Imagine a tiny snake robot crawling through your body, helping a surgeon identify diseases and perform operations.

It’s not science fiction. Scientists and doctors are using the creeping, metallic tools to perform surgery on hearts, prostate cancer and other diseased organs. The snakebots carry tiny cameras, scissors and forceps, and even more advanced sensors are in the works. For now, they’re powered by tethers that humans control. But experts say the day is coming when some robots will roam the body on their own.

“It won’t be very long before we have robots that are nanobots, meaning they will actually be inside the body without tethers,” said Dr. Michael Argenziano, the chief of Adult Cardiac Surgery at New York-Presbyterian Hospital and Columbia University Medical Center in New York.

Argenziano was involved with some of the first U.S. Food and Drug Administration clinical trials on robotic heart surgery more than 10 years ago.
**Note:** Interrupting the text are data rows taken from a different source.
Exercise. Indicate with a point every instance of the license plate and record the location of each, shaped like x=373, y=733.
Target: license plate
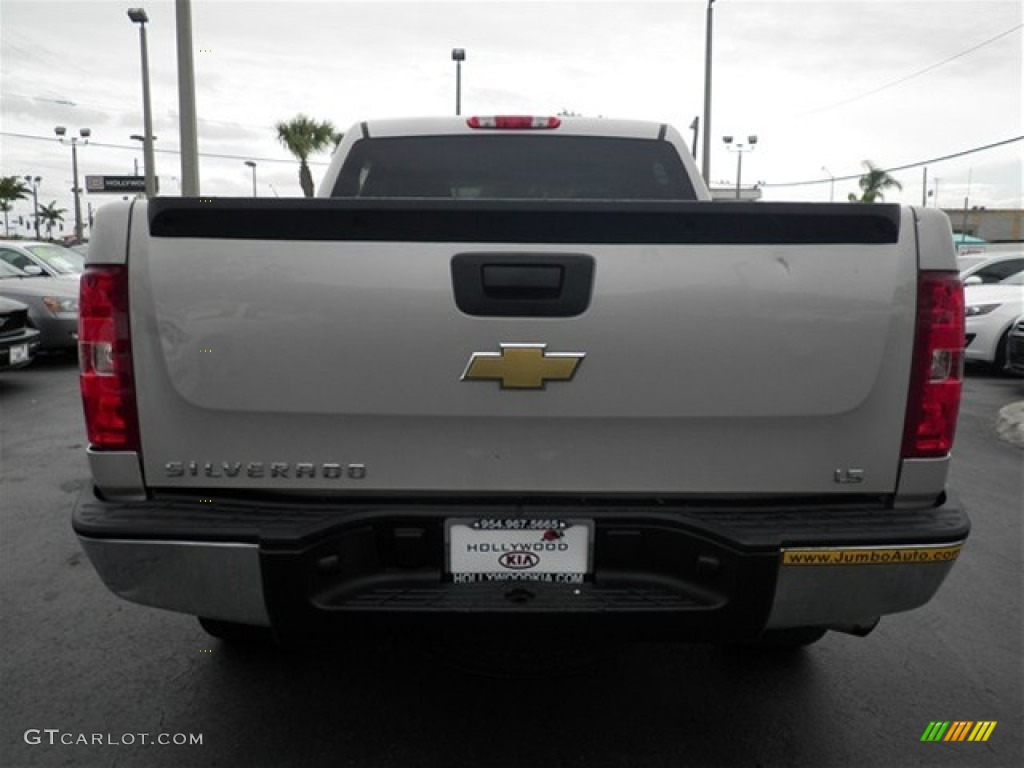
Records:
x=517, y=550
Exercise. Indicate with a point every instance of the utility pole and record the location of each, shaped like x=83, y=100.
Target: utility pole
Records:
x=186, y=100
x=706, y=151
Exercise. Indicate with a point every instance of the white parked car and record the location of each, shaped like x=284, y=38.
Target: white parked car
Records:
x=991, y=310
x=35, y=257
x=991, y=268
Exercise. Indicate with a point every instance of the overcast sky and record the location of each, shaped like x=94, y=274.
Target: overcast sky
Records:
x=824, y=84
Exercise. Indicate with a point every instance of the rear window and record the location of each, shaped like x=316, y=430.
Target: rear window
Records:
x=514, y=167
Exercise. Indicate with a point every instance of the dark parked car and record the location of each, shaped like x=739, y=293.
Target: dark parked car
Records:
x=1015, y=347
x=52, y=304
x=17, y=341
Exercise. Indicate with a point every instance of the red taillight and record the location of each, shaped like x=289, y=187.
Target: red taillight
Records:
x=104, y=359
x=514, y=122
x=938, y=367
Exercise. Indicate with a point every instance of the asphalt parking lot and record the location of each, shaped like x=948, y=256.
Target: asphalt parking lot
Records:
x=80, y=664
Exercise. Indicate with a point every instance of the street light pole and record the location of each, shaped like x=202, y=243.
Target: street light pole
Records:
x=252, y=164
x=832, y=184
x=186, y=99
x=739, y=148
x=138, y=15
x=458, y=55
x=706, y=148
x=60, y=131
x=34, y=180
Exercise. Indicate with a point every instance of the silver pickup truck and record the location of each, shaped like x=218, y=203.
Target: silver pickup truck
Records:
x=512, y=372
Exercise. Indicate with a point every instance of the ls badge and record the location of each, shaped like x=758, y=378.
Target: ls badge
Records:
x=522, y=366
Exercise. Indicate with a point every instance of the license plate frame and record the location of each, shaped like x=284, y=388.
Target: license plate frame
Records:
x=553, y=550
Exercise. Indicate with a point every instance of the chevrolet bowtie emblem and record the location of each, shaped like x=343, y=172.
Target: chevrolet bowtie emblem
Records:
x=522, y=366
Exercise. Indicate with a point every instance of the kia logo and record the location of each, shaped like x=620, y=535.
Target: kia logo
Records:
x=519, y=560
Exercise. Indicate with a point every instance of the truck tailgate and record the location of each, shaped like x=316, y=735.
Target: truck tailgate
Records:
x=725, y=349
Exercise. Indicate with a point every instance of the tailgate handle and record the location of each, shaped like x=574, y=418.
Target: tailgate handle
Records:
x=523, y=281
x=522, y=285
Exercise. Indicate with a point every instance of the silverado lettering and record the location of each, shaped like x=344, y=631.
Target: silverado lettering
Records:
x=259, y=469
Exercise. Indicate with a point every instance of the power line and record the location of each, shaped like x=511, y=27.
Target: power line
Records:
x=919, y=73
x=130, y=147
x=918, y=164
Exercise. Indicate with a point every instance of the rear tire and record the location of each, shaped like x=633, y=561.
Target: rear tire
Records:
x=237, y=634
x=1001, y=349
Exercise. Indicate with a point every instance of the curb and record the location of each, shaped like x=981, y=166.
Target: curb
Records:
x=1010, y=423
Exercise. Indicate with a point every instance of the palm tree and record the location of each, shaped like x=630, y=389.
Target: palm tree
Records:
x=873, y=183
x=303, y=136
x=6, y=206
x=51, y=215
x=11, y=188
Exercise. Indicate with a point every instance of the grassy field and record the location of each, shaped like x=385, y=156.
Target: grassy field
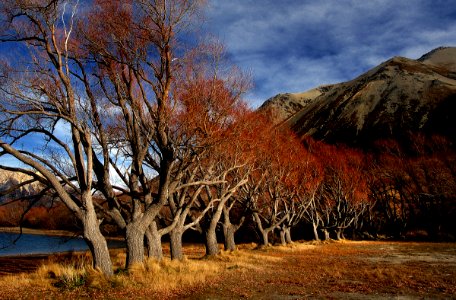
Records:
x=349, y=270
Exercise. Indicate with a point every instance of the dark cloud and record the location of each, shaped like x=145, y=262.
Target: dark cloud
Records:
x=291, y=46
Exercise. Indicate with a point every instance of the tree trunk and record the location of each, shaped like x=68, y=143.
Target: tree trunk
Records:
x=265, y=237
x=339, y=234
x=211, y=242
x=97, y=244
x=228, y=234
x=175, y=243
x=134, y=237
x=314, y=226
x=282, y=237
x=154, y=245
x=288, y=235
x=326, y=234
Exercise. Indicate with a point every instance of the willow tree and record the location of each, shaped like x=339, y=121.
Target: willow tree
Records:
x=42, y=122
x=164, y=97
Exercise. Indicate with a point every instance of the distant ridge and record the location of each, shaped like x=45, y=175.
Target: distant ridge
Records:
x=398, y=97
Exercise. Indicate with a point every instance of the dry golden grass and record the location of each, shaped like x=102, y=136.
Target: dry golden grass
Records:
x=300, y=270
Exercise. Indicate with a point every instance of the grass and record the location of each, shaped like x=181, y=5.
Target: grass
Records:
x=299, y=270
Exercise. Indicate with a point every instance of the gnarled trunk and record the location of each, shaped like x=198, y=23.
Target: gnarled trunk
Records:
x=340, y=234
x=228, y=234
x=288, y=235
x=175, y=243
x=211, y=242
x=153, y=242
x=326, y=234
x=265, y=237
x=97, y=243
x=282, y=237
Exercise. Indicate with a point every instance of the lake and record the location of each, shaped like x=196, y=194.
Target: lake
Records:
x=43, y=244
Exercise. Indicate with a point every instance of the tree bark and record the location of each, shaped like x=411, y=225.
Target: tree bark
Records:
x=326, y=234
x=175, y=243
x=288, y=235
x=153, y=239
x=97, y=244
x=339, y=234
x=265, y=237
x=314, y=226
x=228, y=234
x=212, y=248
x=282, y=237
x=134, y=237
Now he says snake robots have become a commonly used tool that gives surgeons a whole new perspective.

“It’s like the ability to have little hands inside the patients, as if the surgeon had been shrunken, and was working on the heart valve,” he said.

But Argenziano and experts in robotics say the new creations work best when they’re designed for very specific tasks. “The robot is a tool. It is no different in that sense than a scalpel. It’s really a master-slave device,” he said.

Howie Choset has been researching and building robots, particularly snake robots, at Pittsburgh’s Carnegie Mellon University for years.

Choset believes that his snake robot and others like it help reduce medical costs by making complex surgeries faster and easier. Choset says his new design is smaller and more flexible than earlier models: The diameter of the head is less than the size of a dime.

The size of surgical robots allows surgeons to operate with far less damage to the body, helping the patient heal faster.